Break-in possible trigger for Dalton dog attack
DALTON -- Police say that haven’t ruled out that two dogs in last week’s attack on a 45-year-old man escaped during an attempted break-in of their owner’s home.
"It’s still very much an open investigation," said Dalton Police Chief Jeffrey E. Coe. "We have not ruled out that it was part of a breaking and entering."
Sean Latura, the victim of the dog attack, has a criminal history going back at least 17 years, according to court records.

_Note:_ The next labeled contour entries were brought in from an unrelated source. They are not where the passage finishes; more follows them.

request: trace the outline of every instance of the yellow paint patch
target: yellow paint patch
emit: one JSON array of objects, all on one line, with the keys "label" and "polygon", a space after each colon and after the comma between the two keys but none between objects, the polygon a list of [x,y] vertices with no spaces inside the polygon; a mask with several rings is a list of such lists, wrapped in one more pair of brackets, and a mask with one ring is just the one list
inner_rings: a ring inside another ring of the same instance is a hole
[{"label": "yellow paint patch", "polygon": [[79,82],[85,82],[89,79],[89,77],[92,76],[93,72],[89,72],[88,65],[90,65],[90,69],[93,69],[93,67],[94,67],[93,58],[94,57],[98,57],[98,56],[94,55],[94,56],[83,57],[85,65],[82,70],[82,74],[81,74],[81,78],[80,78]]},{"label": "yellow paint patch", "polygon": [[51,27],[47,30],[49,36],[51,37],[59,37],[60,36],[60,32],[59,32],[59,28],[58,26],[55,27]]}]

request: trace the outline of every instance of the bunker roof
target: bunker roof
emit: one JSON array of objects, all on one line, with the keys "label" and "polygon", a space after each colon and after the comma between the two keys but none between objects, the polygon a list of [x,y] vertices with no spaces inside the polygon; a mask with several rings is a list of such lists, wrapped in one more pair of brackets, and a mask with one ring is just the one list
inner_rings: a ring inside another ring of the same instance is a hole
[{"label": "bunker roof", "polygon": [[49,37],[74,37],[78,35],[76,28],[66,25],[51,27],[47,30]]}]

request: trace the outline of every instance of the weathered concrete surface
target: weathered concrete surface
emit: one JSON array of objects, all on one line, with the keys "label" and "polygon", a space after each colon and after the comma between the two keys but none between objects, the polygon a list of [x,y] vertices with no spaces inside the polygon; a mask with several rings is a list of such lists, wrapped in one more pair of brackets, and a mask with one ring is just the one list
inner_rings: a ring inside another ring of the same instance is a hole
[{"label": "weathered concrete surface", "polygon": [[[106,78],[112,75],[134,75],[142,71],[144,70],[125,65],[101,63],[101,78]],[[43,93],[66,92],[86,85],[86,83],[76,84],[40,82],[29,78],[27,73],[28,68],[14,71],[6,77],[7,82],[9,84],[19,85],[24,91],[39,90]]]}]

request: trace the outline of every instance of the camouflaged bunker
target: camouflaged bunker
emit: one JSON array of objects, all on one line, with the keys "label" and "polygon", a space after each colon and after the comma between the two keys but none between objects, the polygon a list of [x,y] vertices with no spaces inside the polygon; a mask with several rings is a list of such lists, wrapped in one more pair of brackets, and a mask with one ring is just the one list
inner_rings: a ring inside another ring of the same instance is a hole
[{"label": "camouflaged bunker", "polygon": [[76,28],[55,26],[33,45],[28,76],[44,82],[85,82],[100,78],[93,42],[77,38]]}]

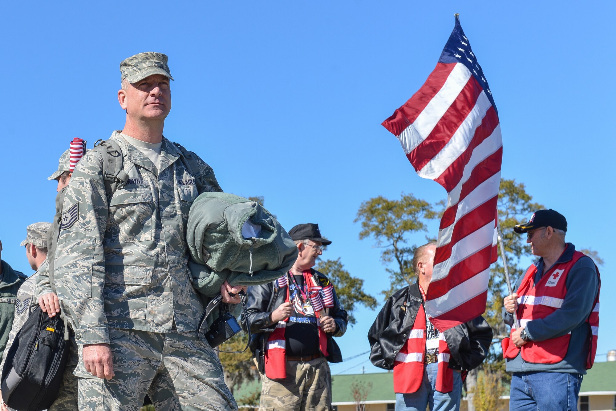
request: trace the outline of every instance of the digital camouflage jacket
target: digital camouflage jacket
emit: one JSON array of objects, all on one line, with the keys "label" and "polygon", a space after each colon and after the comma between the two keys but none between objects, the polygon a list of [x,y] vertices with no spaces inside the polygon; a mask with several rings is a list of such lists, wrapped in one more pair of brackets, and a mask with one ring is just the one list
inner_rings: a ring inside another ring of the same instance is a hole
[{"label": "digital camouflage jacket", "polygon": [[188,210],[203,191],[221,191],[200,159],[191,174],[173,143],[163,138],[159,171],[114,132],[129,175],[108,201],[95,150],[78,163],[63,206],[54,267],[59,298],[79,345],[108,343],[108,327],[193,331],[203,305],[187,267]]}]

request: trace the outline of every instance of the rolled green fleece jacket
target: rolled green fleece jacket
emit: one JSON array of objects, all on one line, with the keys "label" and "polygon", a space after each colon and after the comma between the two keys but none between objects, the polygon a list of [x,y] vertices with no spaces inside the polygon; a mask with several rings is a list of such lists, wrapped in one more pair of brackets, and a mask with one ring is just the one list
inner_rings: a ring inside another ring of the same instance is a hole
[{"label": "rolled green fleece jacket", "polygon": [[[258,233],[245,237],[248,221]],[[209,297],[220,292],[225,280],[232,285],[270,282],[290,269],[298,257],[295,244],[269,211],[227,193],[197,198],[188,212],[186,239],[193,285]]]}]

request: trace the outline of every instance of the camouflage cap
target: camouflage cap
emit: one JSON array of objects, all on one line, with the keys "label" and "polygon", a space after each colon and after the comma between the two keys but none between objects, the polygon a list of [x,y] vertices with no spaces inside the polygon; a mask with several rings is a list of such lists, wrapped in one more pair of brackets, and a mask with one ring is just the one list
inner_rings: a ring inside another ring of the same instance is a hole
[{"label": "camouflage cap", "polygon": [[22,241],[20,247],[26,244],[34,244],[38,247],[47,247],[47,232],[51,227],[51,223],[34,223],[26,228],[26,239]]},{"label": "camouflage cap", "polygon": [[162,53],[145,52],[132,55],[120,63],[122,73],[121,80],[126,79],[128,82],[136,83],[152,74],[163,74],[173,79],[167,65],[167,56]]},{"label": "camouflage cap", "polygon": [[53,174],[47,178],[47,180],[55,180],[60,176],[65,171],[70,171],[70,149],[67,150],[60,156],[60,161],[58,162],[58,169]]}]

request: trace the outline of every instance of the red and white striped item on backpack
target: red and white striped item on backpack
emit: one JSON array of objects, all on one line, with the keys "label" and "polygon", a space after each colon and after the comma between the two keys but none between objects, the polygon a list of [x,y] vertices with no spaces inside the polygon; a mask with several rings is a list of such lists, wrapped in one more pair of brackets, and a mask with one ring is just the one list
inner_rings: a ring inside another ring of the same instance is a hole
[{"label": "red and white striped item on backpack", "polygon": [[75,166],[83,155],[86,154],[86,147],[83,138],[75,137],[71,142],[70,154],[69,159],[68,171],[73,172]]}]

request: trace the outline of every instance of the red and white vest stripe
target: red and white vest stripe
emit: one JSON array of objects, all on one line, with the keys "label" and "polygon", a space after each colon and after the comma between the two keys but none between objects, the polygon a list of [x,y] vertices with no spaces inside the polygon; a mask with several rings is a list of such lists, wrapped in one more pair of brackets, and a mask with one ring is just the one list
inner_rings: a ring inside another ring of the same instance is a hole
[{"label": "red and white vest stripe", "polygon": [[[408,339],[394,361],[394,392],[410,394],[419,389],[423,380],[425,353],[426,312],[422,304],[417,312]],[[441,333],[436,387],[436,390],[441,393],[450,393],[453,389],[453,370],[448,367],[450,357],[445,333]]]},{"label": "red and white vest stripe", "polygon": [[[531,265],[527,270],[524,277],[517,289],[517,317],[520,319],[520,327],[524,328],[529,321],[540,318],[545,318],[562,305],[567,295],[567,276],[571,268],[580,258],[584,257],[579,251],[573,252],[571,260],[564,263],[555,264],[546,272],[541,280],[535,284],[535,274],[537,266]],[[596,269],[596,266],[595,266]],[[599,269],[597,276],[599,277]],[[599,290],[601,278],[599,277]],[[594,354],[597,349],[597,335],[599,331],[599,292],[595,298],[591,311],[586,322],[592,330],[591,341],[588,357],[586,369],[593,366]],[[511,332],[515,330],[511,328]],[[529,341],[521,347],[522,358],[527,362],[535,364],[556,364],[565,358],[569,349],[571,333],[561,337],[549,338],[544,341]],[[520,353],[513,344],[509,343],[509,338],[503,340],[503,352],[507,359],[515,358]]]}]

He has a 2009 breaking and entering conviction for which he was sentenced to 18 months in jail.
No charges have been filed in the current case by police as of Thursday.
According to police, Latura was attacked by two dogs, one described as a mutt, the other as a pit bull-type dog, that got out from an apartment on Gertrude Street in Dalton the afternoon of Oct. 11. One of the dogs was shot and killed by police, while the second was taken to a local shelter for state-mandated observation.

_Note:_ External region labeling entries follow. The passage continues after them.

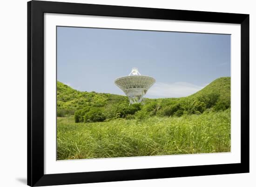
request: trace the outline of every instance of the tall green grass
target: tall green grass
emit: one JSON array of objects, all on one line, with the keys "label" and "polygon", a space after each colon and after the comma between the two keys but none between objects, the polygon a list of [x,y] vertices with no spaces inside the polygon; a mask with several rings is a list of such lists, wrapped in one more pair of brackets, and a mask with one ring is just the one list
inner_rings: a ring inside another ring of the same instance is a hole
[{"label": "tall green grass", "polygon": [[57,119],[58,160],[230,151],[230,110],[144,121]]}]

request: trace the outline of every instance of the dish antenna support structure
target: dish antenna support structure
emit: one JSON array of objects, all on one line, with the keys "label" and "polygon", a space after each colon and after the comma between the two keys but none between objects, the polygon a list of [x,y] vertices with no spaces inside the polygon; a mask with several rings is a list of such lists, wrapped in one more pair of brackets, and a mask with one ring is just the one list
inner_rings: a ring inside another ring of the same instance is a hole
[{"label": "dish antenna support structure", "polygon": [[128,76],[121,77],[115,80],[115,85],[129,98],[129,105],[141,103],[144,96],[155,83],[155,78],[141,75],[137,68],[133,68]]}]

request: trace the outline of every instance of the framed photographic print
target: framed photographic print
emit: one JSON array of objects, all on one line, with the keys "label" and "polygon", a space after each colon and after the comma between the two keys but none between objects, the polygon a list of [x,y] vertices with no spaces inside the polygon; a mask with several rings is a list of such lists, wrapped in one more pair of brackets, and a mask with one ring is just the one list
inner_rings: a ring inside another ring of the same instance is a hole
[{"label": "framed photographic print", "polygon": [[27,184],[249,172],[249,15],[27,3]]}]

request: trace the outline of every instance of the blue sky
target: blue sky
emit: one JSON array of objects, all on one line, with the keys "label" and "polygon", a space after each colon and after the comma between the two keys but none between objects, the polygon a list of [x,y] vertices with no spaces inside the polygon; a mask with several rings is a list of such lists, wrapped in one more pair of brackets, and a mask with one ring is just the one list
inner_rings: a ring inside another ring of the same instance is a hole
[{"label": "blue sky", "polygon": [[124,95],[114,83],[136,67],[156,79],[148,98],[187,96],[230,76],[230,36],[57,27],[57,79],[81,91]]}]

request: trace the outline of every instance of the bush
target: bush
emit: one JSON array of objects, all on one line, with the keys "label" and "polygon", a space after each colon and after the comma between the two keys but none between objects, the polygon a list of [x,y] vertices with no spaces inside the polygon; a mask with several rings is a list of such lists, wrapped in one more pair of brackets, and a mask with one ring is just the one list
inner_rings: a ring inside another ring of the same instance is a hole
[{"label": "bush", "polygon": [[190,114],[202,114],[205,109],[206,104],[196,99],[191,103],[188,112]]},{"label": "bush", "polygon": [[219,97],[219,94],[212,92],[209,94],[200,96],[198,97],[198,99],[199,101],[204,103],[206,104],[206,108],[209,109],[215,105]]},{"label": "bush", "polygon": [[74,111],[72,109],[59,109],[57,108],[57,116],[58,117],[67,117],[72,115],[74,115]]},{"label": "bush", "polygon": [[174,116],[178,110],[179,111],[177,113],[177,114],[180,114],[182,112],[183,113],[183,110],[181,108],[180,104],[174,104],[163,108],[162,113],[162,116]]},{"label": "bush", "polygon": [[128,114],[125,118],[127,120],[134,119],[135,119],[135,115],[132,115],[131,114]]},{"label": "bush", "polygon": [[90,107],[87,106],[84,107],[82,109],[77,110],[74,113],[74,121],[75,123],[80,123],[84,122],[83,116],[85,114],[90,110]]},{"label": "bush", "polygon": [[124,118],[128,114],[133,115],[136,112],[141,109],[141,103],[135,103],[130,106],[124,106],[121,108],[119,109],[116,114],[118,114],[119,116]]},{"label": "bush", "polygon": [[219,101],[213,108],[215,111],[225,110],[230,107],[230,100]]},{"label": "bush", "polygon": [[83,116],[83,121],[85,122],[103,122],[105,119],[106,116],[103,112],[103,110],[100,108],[91,108]]},{"label": "bush", "polygon": [[135,114],[135,118],[137,120],[142,120],[149,117],[149,114],[145,110],[138,111]]}]

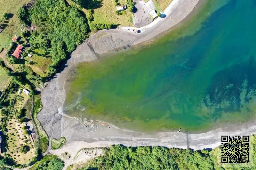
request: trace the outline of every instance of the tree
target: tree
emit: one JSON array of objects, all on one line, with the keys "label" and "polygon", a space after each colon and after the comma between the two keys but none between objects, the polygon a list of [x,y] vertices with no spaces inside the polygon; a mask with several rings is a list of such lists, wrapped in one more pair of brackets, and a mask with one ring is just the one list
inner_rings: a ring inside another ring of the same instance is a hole
[{"label": "tree", "polygon": [[4,19],[6,19],[7,16],[8,16],[8,14],[7,14],[7,12],[4,12],[3,14],[3,17],[4,17]]},{"label": "tree", "polygon": [[27,145],[24,145],[20,149],[20,152],[26,153],[29,150],[29,147]]},{"label": "tree", "polygon": [[64,166],[64,162],[60,158],[52,159],[48,164],[47,168],[50,170],[62,169]]},{"label": "tree", "polygon": [[3,167],[4,166],[7,164],[7,162],[5,159],[1,158],[0,159],[0,167]]}]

Coe said the dogs had been secured in the home earlier in the day by their owner, 29-year-old Molly Montemagni.
It was originally reported that Latura lived at the same apartment building as the dogs’ owner, but according to Coe, he does not reside there.
"We don’t have a current address for him," said the chief.

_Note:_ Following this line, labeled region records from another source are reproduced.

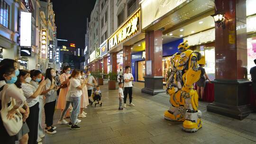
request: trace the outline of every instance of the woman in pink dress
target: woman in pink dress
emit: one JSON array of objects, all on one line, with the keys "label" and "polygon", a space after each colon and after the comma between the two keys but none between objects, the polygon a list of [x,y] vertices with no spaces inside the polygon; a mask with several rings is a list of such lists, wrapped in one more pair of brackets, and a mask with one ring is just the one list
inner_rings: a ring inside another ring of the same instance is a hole
[{"label": "woman in pink dress", "polygon": [[[60,109],[62,111],[65,108],[66,103],[66,95],[68,91],[67,85],[69,82],[70,74],[70,67],[69,66],[65,66],[63,67],[62,73],[60,76],[60,81],[61,85],[60,86],[60,91],[58,98],[58,103],[57,103],[57,109]],[[69,113],[68,112],[66,114],[66,117],[69,116]]]},{"label": "woman in pink dress", "polygon": [[[81,83],[83,82],[84,81],[86,81],[85,83],[87,83],[88,80],[85,78],[85,74],[83,72],[81,71],[82,79],[80,80]],[[81,104],[80,105],[80,113],[78,116],[78,117],[84,118],[86,117],[85,116],[87,113],[83,111],[83,109],[87,108],[88,105],[89,105],[88,100],[88,94],[87,93],[87,87],[84,87],[82,90],[82,95],[81,96]]]}]

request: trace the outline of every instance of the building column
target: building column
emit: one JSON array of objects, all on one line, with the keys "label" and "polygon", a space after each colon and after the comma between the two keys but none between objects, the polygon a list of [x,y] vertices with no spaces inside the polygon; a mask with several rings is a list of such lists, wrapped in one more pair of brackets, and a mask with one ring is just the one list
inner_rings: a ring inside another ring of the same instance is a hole
[{"label": "building column", "polygon": [[103,73],[108,74],[108,57],[103,58]]},{"label": "building column", "polygon": [[127,66],[131,66],[131,50],[130,46],[124,46],[123,47],[123,72],[125,72],[125,67]]},{"label": "building column", "polygon": [[[141,90],[141,92],[152,95],[165,91],[163,89],[164,77],[162,69],[162,31],[156,30],[148,32],[145,36],[146,73],[144,77],[145,88]],[[147,61],[151,62],[151,64],[147,66]],[[151,73],[147,73],[147,71]]]},{"label": "building column", "polygon": [[111,72],[117,73],[117,53],[110,53]]},{"label": "building column", "polygon": [[[223,9],[225,27],[215,27],[214,102],[207,110],[242,119],[250,113],[247,78],[246,0],[215,0]],[[241,29],[236,29],[239,27]]]}]

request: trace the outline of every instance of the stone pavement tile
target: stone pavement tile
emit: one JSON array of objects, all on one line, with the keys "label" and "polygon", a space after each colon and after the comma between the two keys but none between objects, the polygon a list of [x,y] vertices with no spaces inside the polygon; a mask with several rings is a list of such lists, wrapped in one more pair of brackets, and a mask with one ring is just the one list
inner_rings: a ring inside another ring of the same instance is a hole
[{"label": "stone pavement tile", "polygon": [[146,138],[150,137],[152,135],[147,132],[128,135],[122,136],[112,138],[115,144],[127,144],[133,141],[137,141]]},{"label": "stone pavement tile", "polygon": [[182,136],[176,133],[169,133],[150,138],[150,140],[155,144],[162,144],[165,142],[172,142]]},{"label": "stone pavement tile", "polygon": [[128,144],[154,144],[154,143],[149,138],[145,138],[137,141],[134,141]]},{"label": "stone pavement tile", "polygon": [[222,137],[217,137],[203,143],[205,144],[233,144],[234,143]]}]

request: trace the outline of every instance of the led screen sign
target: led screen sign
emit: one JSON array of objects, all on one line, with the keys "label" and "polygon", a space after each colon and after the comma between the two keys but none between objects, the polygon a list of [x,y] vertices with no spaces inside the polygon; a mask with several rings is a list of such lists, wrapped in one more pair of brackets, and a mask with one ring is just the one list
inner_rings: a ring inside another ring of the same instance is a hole
[{"label": "led screen sign", "polygon": [[110,50],[140,30],[140,9],[136,11],[109,38]]},{"label": "led screen sign", "polygon": [[31,46],[32,14],[20,12],[20,46]]},{"label": "led screen sign", "polygon": [[47,56],[47,30],[42,29],[41,34],[41,58],[46,59]]}]

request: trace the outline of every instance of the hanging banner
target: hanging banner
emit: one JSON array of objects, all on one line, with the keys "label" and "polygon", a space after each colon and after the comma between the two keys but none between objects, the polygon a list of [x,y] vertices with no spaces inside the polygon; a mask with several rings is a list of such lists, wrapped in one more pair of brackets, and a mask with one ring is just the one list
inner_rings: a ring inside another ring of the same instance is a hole
[{"label": "hanging banner", "polygon": [[41,31],[41,58],[46,59],[47,58],[47,30],[42,29]]},{"label": "hanging banner", "polygon": [[53,41],[49,41],[49,63],[53,63]]}]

Coe said police have been unable to interview Latura, who remains at Berkshire Medical Center. Coe said that when they called Latura at the hospital, they were told by staff that Latura was unable to take phone calls.
Latura suffered bites to the eye and face as well as to his arm and leg.
Coe said the investigation into the dog attack itself has been completed and that Mont emagni was fined $55 because her dogs weren’t licensed in Dalton. That’s the maximum the owner could have been fined, according to Coe. The leash law fine didn’t apply because the dogs were inside the apartment before the attack.
Dalton Animal Control Officer Michael L. McClay, in cooperation with the staff of the Eleanor Sonsini Animal Shelter, determined that Clout, the male mutt who has been in quarantine since the attack, is not dangerous. But a permanent muzzle order was put into effect, meaning the dog has to wear a muzzle whenever it goes outside.
Catie, a female pit bull-type dog, was killed by officers at the scene because of her aggression.
Clout will be released back to Montemagni after the quarantine ends on Oct. 22.
Both dogs were up to date on their vaccinations, said the chief.